0

I want to calculate the impact that height has on earnings given the gender. I divided my data into data for male and female but when I run the lm(earnings~height+education+age, data = data_female) function it gives me an error saying: Error in model.frame.default(formula = earnings ~ height + education + : variable lengths differ (found for 'education')

Would you be able to help in either suggesting a better way to refine my model or helping to fix this particular error? Please let me know.

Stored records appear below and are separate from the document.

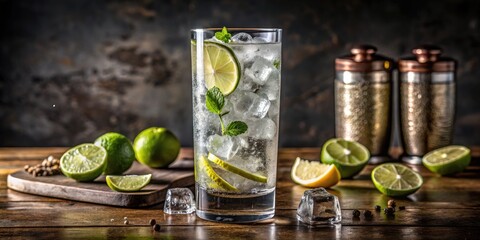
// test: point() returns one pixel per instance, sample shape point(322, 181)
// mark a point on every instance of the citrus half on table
point(314, 174)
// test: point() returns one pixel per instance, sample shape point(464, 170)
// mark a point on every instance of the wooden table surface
point(444, 208)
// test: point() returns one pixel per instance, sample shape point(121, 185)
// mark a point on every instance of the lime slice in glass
point(221, 67)
point(396, 180)
point(128, 183)
point(348, 156)
point(218, 181)
point(229, 167)
point(84, 162)
point(447, 160)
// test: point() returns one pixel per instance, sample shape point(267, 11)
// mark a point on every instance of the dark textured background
point(72, 70)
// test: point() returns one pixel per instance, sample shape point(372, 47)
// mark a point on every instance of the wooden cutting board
point(178, 174)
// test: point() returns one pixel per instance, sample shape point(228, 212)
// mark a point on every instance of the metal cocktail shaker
point(427, 102)
point(363, 99)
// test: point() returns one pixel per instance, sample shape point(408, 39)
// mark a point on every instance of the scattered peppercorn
point(356, 213)
point(49, 166)
point(389, 211)
point(367, 214)
point(392, 203)
point(156, 227)
point(152, 222)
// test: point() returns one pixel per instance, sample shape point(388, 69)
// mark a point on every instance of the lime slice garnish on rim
point(221, 67)
point(393, 179)
point(219, 181)
point(128, 183)
point(447, 160)
point(84, 162)
point(349, 157)
point(229, 167)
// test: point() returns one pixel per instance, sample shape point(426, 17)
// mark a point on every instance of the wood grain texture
point(444, 208)
point(179, 174)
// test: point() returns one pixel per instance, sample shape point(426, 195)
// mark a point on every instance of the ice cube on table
point(179, 201)
point(264, 128)
point(251, 105)
point(224, 147)
point(261, 70)
point(319, 207)
point(241, 38)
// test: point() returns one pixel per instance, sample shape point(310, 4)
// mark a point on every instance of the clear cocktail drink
point(236, 96)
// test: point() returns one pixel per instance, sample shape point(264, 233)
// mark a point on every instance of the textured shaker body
point(427, 102)
point(363, 99)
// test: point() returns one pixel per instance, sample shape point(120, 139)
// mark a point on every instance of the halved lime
point(84, 162)
point(229, 167)
point(349, 157)
point(393, 179)
point(447, 160)
point(221, 67)
point(128, 183)
point(219, 181)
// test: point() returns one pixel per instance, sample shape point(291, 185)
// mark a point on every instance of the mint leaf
point(276, 64)
point(224, 35)
point(214, 100)
point(236, 128)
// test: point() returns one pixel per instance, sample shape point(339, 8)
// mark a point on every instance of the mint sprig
point(224, 35)
point(215, 101)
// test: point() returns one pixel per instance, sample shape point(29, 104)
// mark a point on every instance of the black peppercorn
point(389, 211)
point(392, 203)
point(356, 213)
point(367, 214)
point(152, 222)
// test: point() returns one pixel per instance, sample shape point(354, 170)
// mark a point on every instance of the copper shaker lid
point(427, 59)
point(363, 58)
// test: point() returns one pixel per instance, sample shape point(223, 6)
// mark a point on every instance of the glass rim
point(235, 29)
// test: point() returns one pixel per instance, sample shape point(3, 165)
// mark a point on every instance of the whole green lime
point(120, 154)
point(156, 147)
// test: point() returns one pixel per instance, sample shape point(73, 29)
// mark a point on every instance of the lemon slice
point(128, 183)
point(84, 162)
point(221, 67)
point(447, 160)
point(314, 174)
point(229, 167)
point(396, 180)
point(218, 181)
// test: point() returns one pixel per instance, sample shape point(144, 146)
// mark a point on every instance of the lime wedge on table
point(218, 182)
point(447, 160)
point(229, 167)
point(393, 179)
point(84, 162)
point(128, 183)
point(348, 156)
point(221, 67)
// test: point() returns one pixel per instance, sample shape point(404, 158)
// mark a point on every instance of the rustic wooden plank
point(81, 214)
point(226, 231)
point(179, 174)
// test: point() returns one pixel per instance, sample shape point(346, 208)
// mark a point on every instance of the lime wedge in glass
point(229, 167)
point(396, 180)
point(221, 67)
point(84, 162)
point(128, 183)
point(447, 160)
point(348, 156)
point(218, 182)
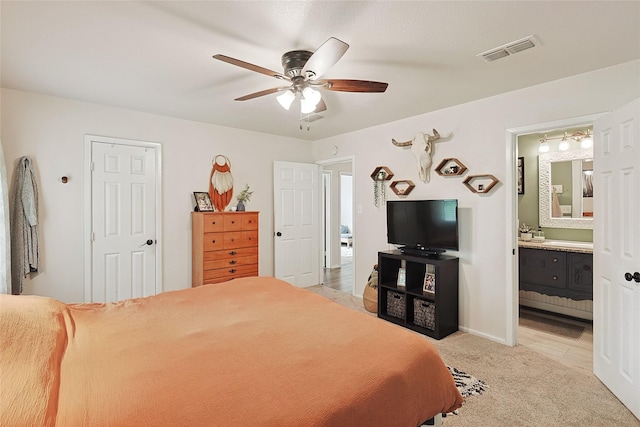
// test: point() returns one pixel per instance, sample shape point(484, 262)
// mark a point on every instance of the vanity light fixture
point(583, 137)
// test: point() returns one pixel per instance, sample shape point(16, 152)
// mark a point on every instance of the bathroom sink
point(568, 244)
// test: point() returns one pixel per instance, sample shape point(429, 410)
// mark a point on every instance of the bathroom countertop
point(558, 245)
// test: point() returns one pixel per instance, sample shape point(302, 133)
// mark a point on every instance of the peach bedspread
point(254, 351)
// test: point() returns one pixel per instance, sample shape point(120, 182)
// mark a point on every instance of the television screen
point(424, 225)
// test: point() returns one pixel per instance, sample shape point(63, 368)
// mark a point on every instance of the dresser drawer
point(232, 222)
point(250, 221)
point(214, 241)
point(228, 273)
point(213, 223)
point(230, 253)
point(231, 262)
point(240, 239)
point(224, 246)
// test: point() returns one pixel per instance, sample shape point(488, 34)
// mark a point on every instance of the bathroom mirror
point(568, 174)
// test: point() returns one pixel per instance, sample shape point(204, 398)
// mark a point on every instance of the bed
point(253, 351)
point(345, 235)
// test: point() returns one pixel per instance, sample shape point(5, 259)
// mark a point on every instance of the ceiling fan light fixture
point(286, 98)
point(311, 95)
point(306, 106)
point(586, 142)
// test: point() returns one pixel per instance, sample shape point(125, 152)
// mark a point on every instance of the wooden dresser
point(224, 246)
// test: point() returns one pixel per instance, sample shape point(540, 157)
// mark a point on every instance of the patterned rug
point(467, 384)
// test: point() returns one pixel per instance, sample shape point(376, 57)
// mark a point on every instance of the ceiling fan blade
point(324, 58)
point(346, 85)
point(250, 67)
point(261, 93)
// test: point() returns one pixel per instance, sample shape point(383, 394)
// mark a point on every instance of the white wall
point(51, 131)
point(479, 135)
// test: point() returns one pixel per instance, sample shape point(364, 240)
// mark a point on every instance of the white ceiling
point(157, 56)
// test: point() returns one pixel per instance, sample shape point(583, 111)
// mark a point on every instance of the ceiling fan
point(303, 69)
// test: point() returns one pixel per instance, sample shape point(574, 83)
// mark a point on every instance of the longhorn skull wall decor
point(422, 148)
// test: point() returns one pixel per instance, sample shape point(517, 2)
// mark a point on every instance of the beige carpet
point(525, 388)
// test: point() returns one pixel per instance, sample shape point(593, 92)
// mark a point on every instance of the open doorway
point(338, 222)
point(533, 307)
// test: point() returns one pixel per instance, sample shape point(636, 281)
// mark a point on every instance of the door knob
point(635, 276)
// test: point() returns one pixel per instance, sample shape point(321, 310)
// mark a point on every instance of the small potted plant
point(244, 196)
point(525, 232)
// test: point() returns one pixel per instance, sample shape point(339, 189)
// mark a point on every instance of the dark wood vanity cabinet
point(557, 273)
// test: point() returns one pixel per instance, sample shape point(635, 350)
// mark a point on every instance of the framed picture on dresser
point(203, 201)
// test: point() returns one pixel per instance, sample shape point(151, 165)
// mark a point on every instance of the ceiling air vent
point(510, 49)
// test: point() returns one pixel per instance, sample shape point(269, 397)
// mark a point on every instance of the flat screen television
point(423, 227)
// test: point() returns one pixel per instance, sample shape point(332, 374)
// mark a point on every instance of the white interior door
point(124, 218)
point(296, 204)
point(616, 293)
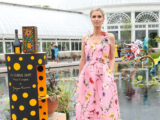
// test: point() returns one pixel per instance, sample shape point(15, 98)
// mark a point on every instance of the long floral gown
point(96, 94)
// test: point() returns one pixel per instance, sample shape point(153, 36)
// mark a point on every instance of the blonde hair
point(97, 9)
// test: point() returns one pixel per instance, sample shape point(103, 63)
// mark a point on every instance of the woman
point(56, 52)
point(97, 97)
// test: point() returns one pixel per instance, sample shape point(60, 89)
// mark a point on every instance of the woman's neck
point(97, 31)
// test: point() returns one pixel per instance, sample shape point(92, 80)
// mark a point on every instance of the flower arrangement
point(62, 90)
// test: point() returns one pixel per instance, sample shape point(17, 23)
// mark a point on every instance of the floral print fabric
point(97, 97)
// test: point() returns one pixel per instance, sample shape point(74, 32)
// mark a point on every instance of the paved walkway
point(52, 64)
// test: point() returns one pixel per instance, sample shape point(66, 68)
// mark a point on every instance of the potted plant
point(54, 93)
point(65, 102)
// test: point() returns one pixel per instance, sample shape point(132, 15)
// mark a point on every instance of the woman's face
point(97, 18)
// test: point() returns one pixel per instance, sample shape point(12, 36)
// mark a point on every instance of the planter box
point(57, 116)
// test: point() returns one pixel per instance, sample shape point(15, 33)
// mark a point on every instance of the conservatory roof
point(50, 22)
point(79, 4)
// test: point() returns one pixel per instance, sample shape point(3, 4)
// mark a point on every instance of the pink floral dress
point(97, 97)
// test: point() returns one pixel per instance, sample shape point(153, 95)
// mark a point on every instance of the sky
point(74, 4)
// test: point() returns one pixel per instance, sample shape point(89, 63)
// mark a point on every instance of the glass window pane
point(140, 34)
point(80, 45)
point(115, 34)
point(8, 47)
point(152, 35)
point(76, 45)
point(126, 37)
point(73, 46)
point(59, 46)
point(67, 46)
point(1, 47)
point(63, 46)
point(44, 46)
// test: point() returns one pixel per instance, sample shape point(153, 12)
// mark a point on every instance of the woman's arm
point(83, 58)
point(111, 39)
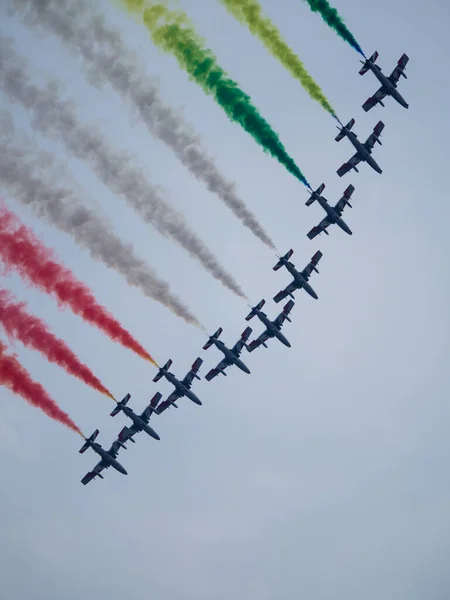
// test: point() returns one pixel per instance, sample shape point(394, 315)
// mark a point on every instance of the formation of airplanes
point(300, 280)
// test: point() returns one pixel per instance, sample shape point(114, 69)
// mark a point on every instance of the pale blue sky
point(323, 474)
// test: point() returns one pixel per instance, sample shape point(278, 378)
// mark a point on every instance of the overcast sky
point(322, 475)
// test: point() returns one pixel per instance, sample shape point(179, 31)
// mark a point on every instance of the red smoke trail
point(21, 249)
point(34, 333)
point(14, 376)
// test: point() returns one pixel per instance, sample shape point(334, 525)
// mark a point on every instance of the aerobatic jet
point(301, 278)
point(363, 151)
point(108, 457)
point(231, 355)
point(182, 388)
point(273, 328)
point(388, 84)
point(334, 213)
point(140, 422)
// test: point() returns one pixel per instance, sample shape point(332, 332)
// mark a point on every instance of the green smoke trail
point(249, 12)
point(172, 32)
point(331, 17)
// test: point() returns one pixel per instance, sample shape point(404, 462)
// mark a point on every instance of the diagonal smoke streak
point(58, 118)
point(84, 30)
point(32, 177)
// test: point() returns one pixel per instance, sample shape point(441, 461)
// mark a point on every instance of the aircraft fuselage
point(107, 458)
point(180, 387)
point(140, 423)
point(364, 154)
point(388, 86)
point(272, 330)
point(231, 357)
point(333, 216)
point(300, 280)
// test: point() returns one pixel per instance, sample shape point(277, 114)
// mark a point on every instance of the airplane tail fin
point(252, 313)
point(213, 336)
point(312, 198)
point(120, 405)
point(246, 334)
point(87, 444)
point(280, 263)
point(196, 366)
point(155, 400)
point(365, 67)
point(347, 194)
point(160, 373)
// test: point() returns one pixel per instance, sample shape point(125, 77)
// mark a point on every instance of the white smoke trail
point(58, 118)
point(84, 30)
point(32, 177)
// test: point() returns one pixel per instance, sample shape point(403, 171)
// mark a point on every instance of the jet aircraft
point(388, 84)
point(182, 388)
point(273, 328)
point(231, 355)
point(334, 213)
point(108, 457)
point(301, 278)
point(140, 422)
point(363, 151)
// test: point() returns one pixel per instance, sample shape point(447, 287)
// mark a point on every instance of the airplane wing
point(346, 167)
point(187, 381)
point(312, 265)
point(259, 341)
point(373, 137)
point(375, 99)
point(95, 471)
point(286, 292)
point(396, 73)
point(324, 223)
point(283, 315)
point(217, 370)
point(341, 204)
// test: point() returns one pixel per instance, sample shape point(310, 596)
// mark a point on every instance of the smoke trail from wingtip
point(21, 250)
point(59, 119)
point(172, 32)
point(31, 175)
point(249, 12)
point(33, 332)
point(107, 59)
point(14, 376)
point(332, 18)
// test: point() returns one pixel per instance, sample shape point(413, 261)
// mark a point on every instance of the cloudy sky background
point(322, 474)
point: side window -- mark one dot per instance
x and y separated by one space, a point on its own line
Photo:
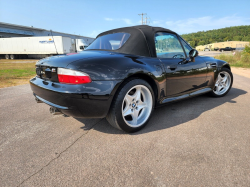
168 46
186 47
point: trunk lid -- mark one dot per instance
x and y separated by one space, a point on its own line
47 68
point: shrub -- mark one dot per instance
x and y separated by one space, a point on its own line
239 59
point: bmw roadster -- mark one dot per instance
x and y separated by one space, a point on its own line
125 73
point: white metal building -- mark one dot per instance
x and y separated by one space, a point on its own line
8 30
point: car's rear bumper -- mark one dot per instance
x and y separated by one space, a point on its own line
82 101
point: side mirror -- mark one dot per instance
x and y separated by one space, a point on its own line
192 54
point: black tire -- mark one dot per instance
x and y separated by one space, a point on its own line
212 93
115 117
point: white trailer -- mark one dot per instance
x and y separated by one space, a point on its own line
36 47
81 44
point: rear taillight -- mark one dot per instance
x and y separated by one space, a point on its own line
72 77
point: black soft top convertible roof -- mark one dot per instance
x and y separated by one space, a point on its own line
141 42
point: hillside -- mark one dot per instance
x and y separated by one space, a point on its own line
238 33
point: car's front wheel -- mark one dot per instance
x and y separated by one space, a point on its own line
132 106
223 83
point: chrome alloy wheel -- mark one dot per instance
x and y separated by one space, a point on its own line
137 106
223 83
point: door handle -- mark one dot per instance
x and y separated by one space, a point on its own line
211 65
172 68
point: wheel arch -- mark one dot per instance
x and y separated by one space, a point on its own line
226 66
142 76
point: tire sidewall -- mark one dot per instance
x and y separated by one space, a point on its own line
118 109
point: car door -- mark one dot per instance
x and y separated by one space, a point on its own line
182 75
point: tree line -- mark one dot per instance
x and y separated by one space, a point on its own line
238 33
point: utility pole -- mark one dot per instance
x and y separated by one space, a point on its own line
142 17
146 20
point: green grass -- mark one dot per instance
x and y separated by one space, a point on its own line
239 59
12 74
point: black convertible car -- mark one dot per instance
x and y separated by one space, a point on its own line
125 73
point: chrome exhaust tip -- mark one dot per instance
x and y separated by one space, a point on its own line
38 101
54 111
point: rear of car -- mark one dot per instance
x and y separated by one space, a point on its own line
69 91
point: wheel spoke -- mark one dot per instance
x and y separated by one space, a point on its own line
135 117
138 94
219 78
224 79
141 105
127 111
128 99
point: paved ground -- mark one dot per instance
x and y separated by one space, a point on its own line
202 141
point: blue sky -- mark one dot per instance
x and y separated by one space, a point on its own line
90 17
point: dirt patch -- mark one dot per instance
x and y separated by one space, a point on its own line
241 71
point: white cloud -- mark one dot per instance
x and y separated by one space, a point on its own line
127 21
108 19
205 23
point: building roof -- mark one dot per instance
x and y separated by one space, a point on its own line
14 26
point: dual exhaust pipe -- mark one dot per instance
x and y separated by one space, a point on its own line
52 110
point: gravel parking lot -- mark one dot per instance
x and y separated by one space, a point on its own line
202 141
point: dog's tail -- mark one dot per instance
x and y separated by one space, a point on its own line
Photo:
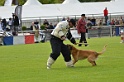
104 49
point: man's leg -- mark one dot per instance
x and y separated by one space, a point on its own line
56 48
67 56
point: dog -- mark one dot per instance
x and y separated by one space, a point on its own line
90 55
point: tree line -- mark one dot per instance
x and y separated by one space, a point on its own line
21 2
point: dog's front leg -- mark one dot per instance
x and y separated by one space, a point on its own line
74 61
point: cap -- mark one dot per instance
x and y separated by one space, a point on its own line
83 15
72 21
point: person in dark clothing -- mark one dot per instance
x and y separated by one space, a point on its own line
81 28
15 24
106 15
58 35
4 24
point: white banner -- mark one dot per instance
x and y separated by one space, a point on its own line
8 3
75 34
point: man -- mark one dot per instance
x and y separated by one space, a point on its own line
58 35
106 15
15 23
81 28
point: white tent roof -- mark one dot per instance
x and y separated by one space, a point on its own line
54 10
70 2
32 2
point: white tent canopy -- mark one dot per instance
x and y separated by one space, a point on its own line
53 10
32 2
70 2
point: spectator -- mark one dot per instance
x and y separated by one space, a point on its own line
1 29
50 26
113 22
63 19
100 24
10 23
93 21
106 15
45 22
59 34
81 28
4 24
15 24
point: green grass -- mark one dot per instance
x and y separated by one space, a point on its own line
27 63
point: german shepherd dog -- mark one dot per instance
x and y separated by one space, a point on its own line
90 55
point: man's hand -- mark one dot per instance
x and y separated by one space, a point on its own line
63 38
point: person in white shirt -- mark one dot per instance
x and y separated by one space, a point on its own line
58 35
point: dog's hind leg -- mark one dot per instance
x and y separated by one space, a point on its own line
74 61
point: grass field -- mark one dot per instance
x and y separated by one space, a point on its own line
27 63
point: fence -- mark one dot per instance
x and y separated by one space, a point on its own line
54 20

setwd("~/Google Drive/R Data")
data <- read.csv('data_ass5.csv')
height <- data$height
earnings <- data$earnings
gender <- data$sex
age <- data$age
education <- data$educ
multiple_regression <- lm(earnings~height+age+gender+education,data = data)
lm(earnings~height+age+gender+education,data = data)
summary(multiple_regression)
summary(linear_regression)
multiple_regression_redefined <- lm(earnings~age+gender+education,data = data)

# Now I wish to particularly assess the impact of gender on earnings
# therefore  trying to refine my model doing the following: 
# but the lm last line is causing an error. Would you be able to adivse on 
# if this is the correct way to refine it and/or why I am getting the error.
# I even tried putting na.rm=TRUE after the lm code, but error still. 

data_female <- subset(data,gender==0)
data_male <- subset(data,gender==1)
lm(earnings~height+education+age, data = data_female)

smn
  • 1
  • 1
  • 1
    Hello SMN, welcome to Stackoverflow. Please read [How to ask and answer homework questions](https://meta.stackoverflow.com/questions/334822/how-do-i-ask-and-answer-homework-questions) and update your question accordingly. – Len Greski Mar 17 '20 at 00:40
  • 1
    Delete all of these and similar commands: `height <- data$height` – Edward Mar 17 '20 at 00:51
  • I have edited the way in which I am asking my question --- thank you for directing me to that page. Would you be able to suggest why I am going wrong now and where? – smn Mar 17 '20 at 19:01

1 Answers1

0

Per docs of lm, the data argument handles variables in formula in two ways that are NOT mutually exclusive:

data
an optional data frame, list or environment (or object coercible by as.data.frame to a data frame) containing the variables in the model. If not found in data, the variables are taken from environment(formula), typically the environment from which lm is called.

Specifically, all your vector assignments are redundant and overlap with column names in the data frame except for gender and education:

height <- data$height
earnings <- data$earnings
gender <- data$sex
age <- data$age
education <- data$educ

multiple_regression <- lm(earnings~height+age+gender+education,data = data)

When above is run, all referenced names except for gender and education derive from the dataframe. But gender and education is pulled from the global environment for the vectors you assigned above. Had you used sex and educ, values would be pulled from the data frame like all the others.

Relatedly, your subset calls use the gender vector and not sex column. Fortunately, they are the exact same that no errors or undesired results occurred.

data_female <- subset(data,gender==0)
data_male <- subset(data,gender==1)

Therefore, when you subsetted your data, lm is pulling all values from the subsetted data and one value, education, from global environment. But remember education is based on the full data frame so maintains a larger length than the columns of subsetted data frame.


Altogether, simply avoid assigning the redundant vectors and use columns for full and subsetted data frames.

height <- data$height

earnings <- data$earnings

gender <- data$sex

age <- data$age

education <- data$educ

# REPLACE gender WITH sex AND education WITH educ (RENAME COLS IF NEEDED)
multiple_regression <- lm(earnings ~ height + age + sex + educ, data = data)

# REPLACE gender WITH sex
data_female <- subset(data, sex==0)
data_male <- subset(data, sex==1)

# REPLACE education WITH educ
lm(earnings ~ height + educ + age, data = data_female)
Parfait
  • 104,375
  • 17
  • 94
  • 125